Beides ist richtig. Anfangs dachte ich, dass der zweite Teil des Buchs in Russland spielen wird, nur dass das überhaupt nicht funktioniert hat. Und zu dem Zeitpunkt habe ich gerade meine Cousine in Israel besucht. Und weil mich Israel sehr angesprochen hat, kam mir die Idee, meinen Plan zu ändern und die Fortsetzung dorthin zu verlagern, worauf ich noch einmal für ein halbes Jahr nach Israel gegangen bin, um das Buch dort zu beenden.
Übrigens habe ich nichts Genaueres erfahren können zu Ihrem Schaffen als Dramatikerin, obwohl der Titel Ihres Stücks „Mitfühlende Deutsche“ interessant klingt.
Weil es keines gibt (lacht). Das erwähnte Stück habe ich nicht zu Ende geschrieben. Es handelte sich dabei um eine Zusammenarbeit zwischen einem Theater und mir, aber diese verlief so furchtbar, dass ich von der Vereinbarung zurückgetreten bin und das Stück in den Papierkorb geworfen habe.
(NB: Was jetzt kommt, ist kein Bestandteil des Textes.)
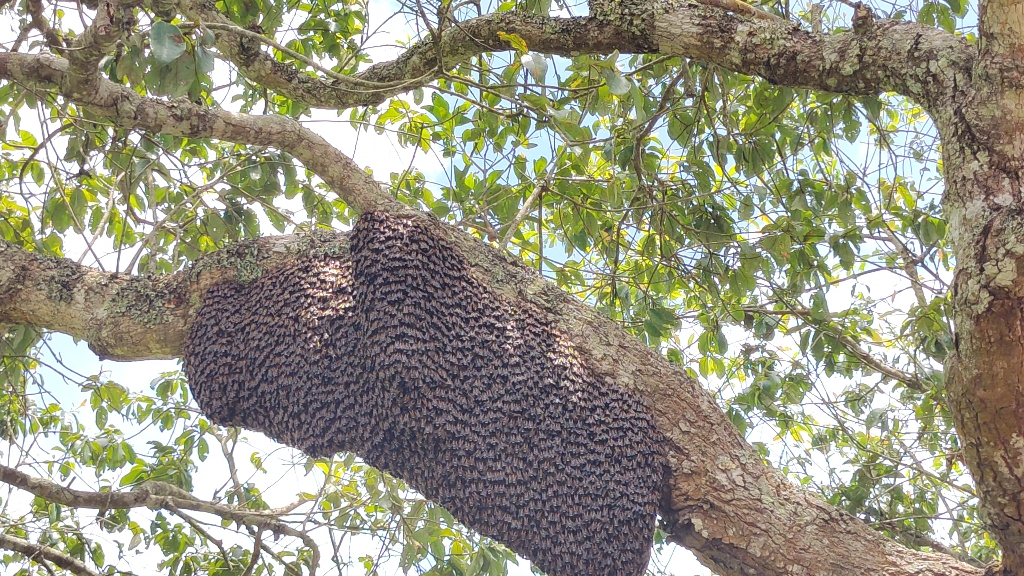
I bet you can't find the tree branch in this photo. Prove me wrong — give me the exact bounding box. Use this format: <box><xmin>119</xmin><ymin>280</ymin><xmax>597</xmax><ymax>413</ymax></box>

Aber vor kurzem bin ich in das Projekt „Stimmen einer Stadt“ des Schauspiels Frankfurt eingestiegen und arbeite an der Dramatisierung meines dritten Romans.
Dieser dritte Roman mit dem Titel „Gott ist nicht schüchtern“ erzählt vom aktuellen Geschehen in Syrien. Wie sind Sie zu diesem Thema gekommen?
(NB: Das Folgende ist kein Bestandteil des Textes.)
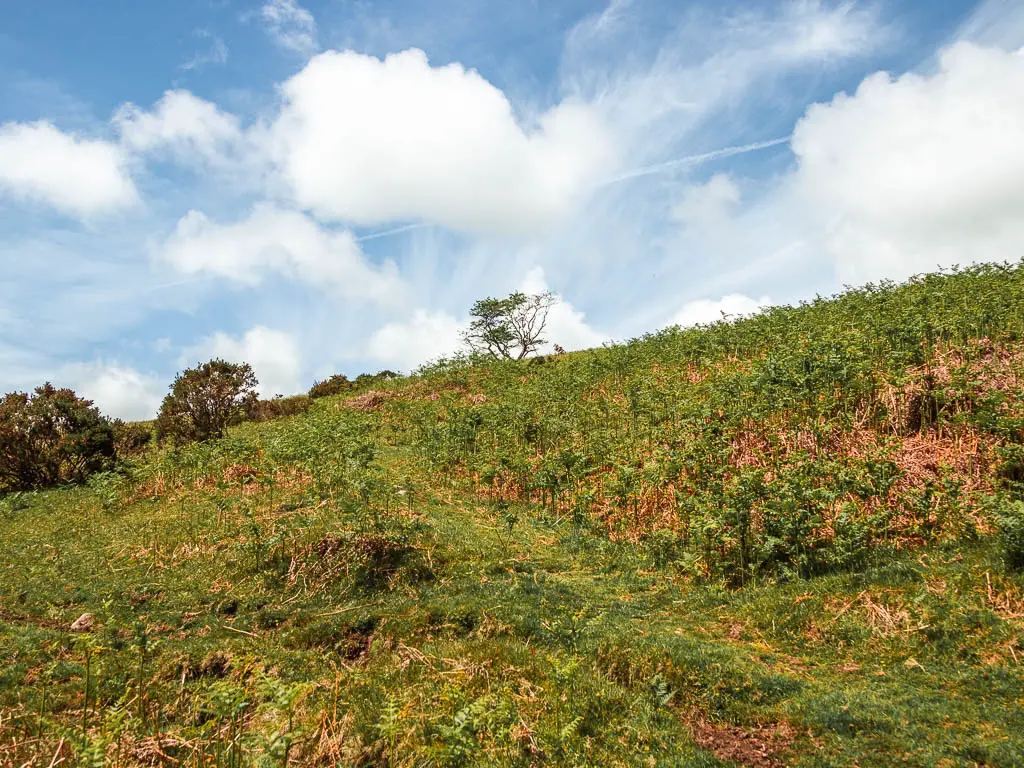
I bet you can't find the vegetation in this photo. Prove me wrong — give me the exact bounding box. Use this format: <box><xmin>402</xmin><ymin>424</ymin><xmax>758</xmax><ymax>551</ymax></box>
<box><xmin>157</xmin><ymin>359</ymin><xmax>259</xmax><ymax>442</ymax></box>
<box><xmin>463</xmin><ymin>292</ymin><xmax>555</xmax><ymax>360</ymax></box>
<box><xmin>0</xmin><ymin>383</ymin><xmax>114</xmax><ymax>492</ymax></box>
<box><xmin>309</xmin><ymin>374</ymin><xmax>355</xmax><ymax>399</ymax></box>
<box><xmin>0</xmin><ymin>265</ymin><xmax>1024</xmax><ymax>767</ymax></box>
Durch Zufall. Eigentlich dachte ich, mein nächstes Buch der Gastronomie und Restaurants zu widmen, ich bin nämlich besessen vom Kochen und Kochbüchern. Aber dann habe ich meinen Mann getroffen. Der kommt aus Syrien und hatte zu Beginn gar nicht vor, in Deutschland zu bleiben, aber zufällig haben wir uns kennengelernt und er ist wegen mir geblieben. Und so habe ich auch die grundlegenden Dinge über Syrien erfahren, ich habe begonnen zu lesen, mich mit Leuten zu unterhalten und mich damit zu beschäftigen, was dort eigentlich passiert ist und gerade geschieht. Und Schreiben ist für mich eigentlich der einzige Weg, systematisch über etwas nachzudenken. Deswegen habe ich mit aus Gewohnheit Handlungen ausgedacht und auf einmal hatte ich ein halbes Buch vor mir, womit ich gar nicht gerechnet hatte. Danach habe ich selbstverständlich noch viel recherchiert, aber so hat das angefangen.
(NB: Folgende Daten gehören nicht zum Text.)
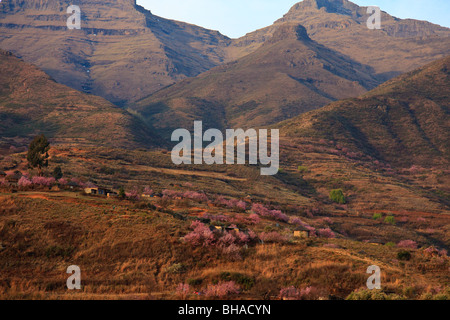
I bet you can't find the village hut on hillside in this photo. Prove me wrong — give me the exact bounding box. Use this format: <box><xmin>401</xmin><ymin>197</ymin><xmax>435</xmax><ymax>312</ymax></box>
<box><xmin>84</xmin><ymin>187</ymin><xmax>117</xmax><ymax>198</ymax></box>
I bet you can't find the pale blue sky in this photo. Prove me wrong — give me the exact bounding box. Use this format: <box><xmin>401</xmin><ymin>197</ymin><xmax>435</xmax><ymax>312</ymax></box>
<box><xmin>137</xmin><ymin>0</ymin><xmax>450</xmax><ymax>38</ymax></box>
Ist das der erste auf Deutsch geschriebene Roman über das aktuelle Geschehen in Syrien?
Einer der ersten, ja.
Wie haben Syrer darauf reagiert?
Die Syrer, denen ich begegnet bin, haben sehr positiv reagiert. Sie schätzten es, dass dem Buch eine gründliche Recherchearbeit zu Grunde liegt. Was Rezensionen und das Medienecho angeht – das erschien sowohl positiv als auch kritisch.
Wird der Roman übersetzt?
Ich glaube, er wird bisher in ungefähr sieben Sprachen veröffentlicht werden. Ins Tschechische wurde er bisher noch nicht übersetzt, auch wenn ich mir das wünschen würde.
Wie ist der Titel zu verstehen?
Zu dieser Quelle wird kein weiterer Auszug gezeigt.